Rotation period distribution of a subset of Kepler stars with Teff and log g similar to those of the Sun (namely, the RH sample). The original sample was obtained from Reinhold et al. (2013) combined with Huber et al. (2014). The symbols are the same as in Fig. 6.

Figure 8 presents the rotation period distribution of a Sun-like subset of sources of Reinhold et al. (2013) combined with Huber et al. (2014), namely, the RH sample. This is a highly populated stellar set, similar to the MH sample, also selected within the elliptical region depicted in Fig. 1 (bottom panel) and within −0.2 dex < [Fe/H] < 0.2 dex. In addition, the detectability parameter of the RH sample, Rvar, can be easily simulated because its numerical value is highly similar to that of the variability amplitude A. Therefore, this sample allows for the most detailed and complete analysis of the Prot distribution in the present work.

The Prot distribution of the RH sample is noticeably different than that of the MH sample. One reason is certainly the different time spans of the LCs (the RH sample uses only Q3 data, the MH sample uses Q3-Q14 data), which facilitates long-period detection in the MH sample. Despite the difference, the distribution is also bimodal and can be decomposed into groups I and II, as performed for the samples analyzed above. In the synthetic sample, when groups I and II were initially decomposed by the regions below and above the 1 Gyr isochrone (giving ρI and ρII of 81% and 19%, respectively), the Prot distribution fit the observations reasonably well. However, the best fit was obtained by adjusting ρI and ρII to 72% and 28%, respectively. As suggested in Sect. 4, a normal distribution was defined for group I, which agreed with observations by peaking at approximately 11.3 ± 0.8 d with a standard deviation of approximately 5.4 ± 1.3 d. Hence, this distribution is compatible with the RH sample. Exponential decays also provided acceptable fits and produced similar behaviors, which did not improve the results.

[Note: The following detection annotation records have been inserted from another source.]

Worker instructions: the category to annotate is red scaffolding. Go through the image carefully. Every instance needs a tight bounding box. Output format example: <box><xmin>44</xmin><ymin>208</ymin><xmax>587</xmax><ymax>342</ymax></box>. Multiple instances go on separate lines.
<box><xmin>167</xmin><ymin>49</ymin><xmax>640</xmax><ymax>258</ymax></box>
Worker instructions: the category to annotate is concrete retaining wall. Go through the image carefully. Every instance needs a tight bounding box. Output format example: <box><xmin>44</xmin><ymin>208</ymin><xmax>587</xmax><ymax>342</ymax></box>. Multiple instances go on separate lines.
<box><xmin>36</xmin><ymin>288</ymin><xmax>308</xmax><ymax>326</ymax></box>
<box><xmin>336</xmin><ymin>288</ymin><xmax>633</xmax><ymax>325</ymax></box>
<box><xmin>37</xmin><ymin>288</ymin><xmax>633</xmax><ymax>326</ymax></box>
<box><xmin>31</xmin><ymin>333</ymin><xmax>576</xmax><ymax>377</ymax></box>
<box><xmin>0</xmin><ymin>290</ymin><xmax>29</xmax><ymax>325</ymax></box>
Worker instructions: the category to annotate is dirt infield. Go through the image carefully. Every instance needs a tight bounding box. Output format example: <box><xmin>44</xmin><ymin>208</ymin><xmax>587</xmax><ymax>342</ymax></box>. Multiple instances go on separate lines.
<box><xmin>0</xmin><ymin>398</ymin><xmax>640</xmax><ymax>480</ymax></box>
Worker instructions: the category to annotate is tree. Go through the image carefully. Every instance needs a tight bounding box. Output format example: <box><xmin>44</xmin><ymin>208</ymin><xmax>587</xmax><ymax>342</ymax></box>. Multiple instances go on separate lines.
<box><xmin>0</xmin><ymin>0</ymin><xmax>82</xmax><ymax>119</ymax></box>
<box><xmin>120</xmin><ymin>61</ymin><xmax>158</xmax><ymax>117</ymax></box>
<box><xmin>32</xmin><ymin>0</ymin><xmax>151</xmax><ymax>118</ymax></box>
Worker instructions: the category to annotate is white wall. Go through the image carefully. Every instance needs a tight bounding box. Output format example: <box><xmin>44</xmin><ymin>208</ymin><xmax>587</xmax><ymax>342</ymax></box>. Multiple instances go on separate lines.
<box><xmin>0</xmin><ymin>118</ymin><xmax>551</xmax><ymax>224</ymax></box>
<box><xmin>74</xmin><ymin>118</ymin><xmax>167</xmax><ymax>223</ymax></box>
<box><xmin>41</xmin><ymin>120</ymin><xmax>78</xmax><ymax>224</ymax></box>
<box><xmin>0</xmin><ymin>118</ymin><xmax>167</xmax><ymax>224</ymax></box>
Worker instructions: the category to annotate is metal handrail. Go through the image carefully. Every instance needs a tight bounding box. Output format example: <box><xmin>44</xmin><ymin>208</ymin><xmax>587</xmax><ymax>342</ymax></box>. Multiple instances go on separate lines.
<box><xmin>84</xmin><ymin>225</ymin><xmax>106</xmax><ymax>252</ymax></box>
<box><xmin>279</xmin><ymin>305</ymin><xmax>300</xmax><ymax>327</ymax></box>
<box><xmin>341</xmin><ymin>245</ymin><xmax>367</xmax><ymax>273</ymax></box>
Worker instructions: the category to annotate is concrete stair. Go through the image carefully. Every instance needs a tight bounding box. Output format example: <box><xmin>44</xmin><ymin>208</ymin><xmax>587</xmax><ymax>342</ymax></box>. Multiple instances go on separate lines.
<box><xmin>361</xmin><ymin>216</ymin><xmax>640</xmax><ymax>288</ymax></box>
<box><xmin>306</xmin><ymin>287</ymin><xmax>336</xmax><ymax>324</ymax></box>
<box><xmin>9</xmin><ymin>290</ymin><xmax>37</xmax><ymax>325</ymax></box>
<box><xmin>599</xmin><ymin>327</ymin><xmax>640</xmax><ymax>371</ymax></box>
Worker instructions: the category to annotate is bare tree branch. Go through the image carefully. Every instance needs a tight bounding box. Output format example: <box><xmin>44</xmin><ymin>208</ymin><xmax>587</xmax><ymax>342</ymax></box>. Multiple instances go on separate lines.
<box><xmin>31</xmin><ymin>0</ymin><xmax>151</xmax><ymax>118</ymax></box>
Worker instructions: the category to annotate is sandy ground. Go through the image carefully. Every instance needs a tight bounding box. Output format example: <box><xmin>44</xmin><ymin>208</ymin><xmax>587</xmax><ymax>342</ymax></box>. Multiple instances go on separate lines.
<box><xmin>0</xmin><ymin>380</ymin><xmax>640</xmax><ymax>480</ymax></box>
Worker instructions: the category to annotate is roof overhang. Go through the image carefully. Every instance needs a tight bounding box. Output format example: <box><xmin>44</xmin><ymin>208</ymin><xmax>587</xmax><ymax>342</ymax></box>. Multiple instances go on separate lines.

For the entire Prot distribution of this sample, a noteworthy fit was obtained because the simulation was able to properly reproduce the bias caused by the detectability parameter Rvar. Indeed, we verified that for the RH sample, if S/N was used as the detectability parameter instead of A, a discrepancy would occur between the simulation and observations in the distribution decay around the solar period, similar to the problem of the MH sample. Therefore, an appropriate simulation of the detectability parameter certainly contributes to an optimal fit with observations. Because the synthetic distribution has the theoretical grid of Ekström et al. (2012) as a basic ingredient, which unbiasedly fit the Sun and Sun-like stars, the good fit indicates that the solar Prot is normal with regard to Sun-like stars.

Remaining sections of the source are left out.